Of course, there are polyatomic cations as well, with one of the most common being the ammonium ion. Our ammonium cation is NH4+. You can form this ammonium cation by protonating ammonia, NH3. Now that we’re familiar with common polyatomic and monatomic ions, let’s try answering some questions.

How does an atom form an anion?

First, let’s remind ourselves what an anion is. An anion is a negatively charged ion. To form an anion, our atom, which is neutral, needs to gain negative charge. It does this by gaining electrons. Normally, our atom has the same number of protons as it does electrons. This gives our atom an overall neutral charge. If we add an extra electron to our atom, we’re going to tip the balance of the charge.

Now that we have more negative charges than positive charges, the overall charge on our atom is negative. An atom with a negative charge is called an anion. Remember that if an ion has a positive charge, it’s called a cation. So, how does an atom form an anion? The answer is by gaining electrons.

Which of the following is a polyatomic ion? (A) F−, (B) O2, (C) NO3−, (D) SO2, or (E) Mg2+.

The first thing to note is that we’re being asked to find a polyatomic ion. The poly- in polyatomic means more than one. So, we’re looking for an ion that contains more than one atom. So, any answer with only one atom, monatomic, can be ruled out. This rules out F− and Mg2+. Next, we’re looking for an ion. An ion is something that has a nonzero charge. We can spot an ion because it will have either a positive or negative charge notation.

For example, in answer (A), F− shows a negative charge on our fluorine atom. This makes it an ion. So, let’s look at our three remaining answers and see if any of them have a charge. Both O2 and SO2 are neutral, so we can rule these out. Answer (C) NO3− does indeed have a charge. A negative charge means that we can call this an anion. Remember that a positive charge is called a cation. So, here, we have our answer. The polyatomic ion in this question is answer (C) NO3−, the nitrate anion. Out of interest, you can find the nitrate anion in nitric acid, HNO3.
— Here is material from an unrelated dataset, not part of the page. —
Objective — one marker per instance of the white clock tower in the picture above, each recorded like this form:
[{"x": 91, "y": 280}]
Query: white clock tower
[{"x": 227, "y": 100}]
Let’s summarize our key points about ions. Anions are negatively charged ions, while cations are positively charged ions. Anions are formed by gaining electrons, and cations are formed by losing electrons. We found that we can use the periodic table to deduce the charges on ions in certain cases. For example, group one elements tend to form one plus cations, while group 17 form one minus anions. We also became familiar with some common polyatomic ions. That is ions which contain more than one atom, for example, sulfate, nitrate, ammonium, and carbonate.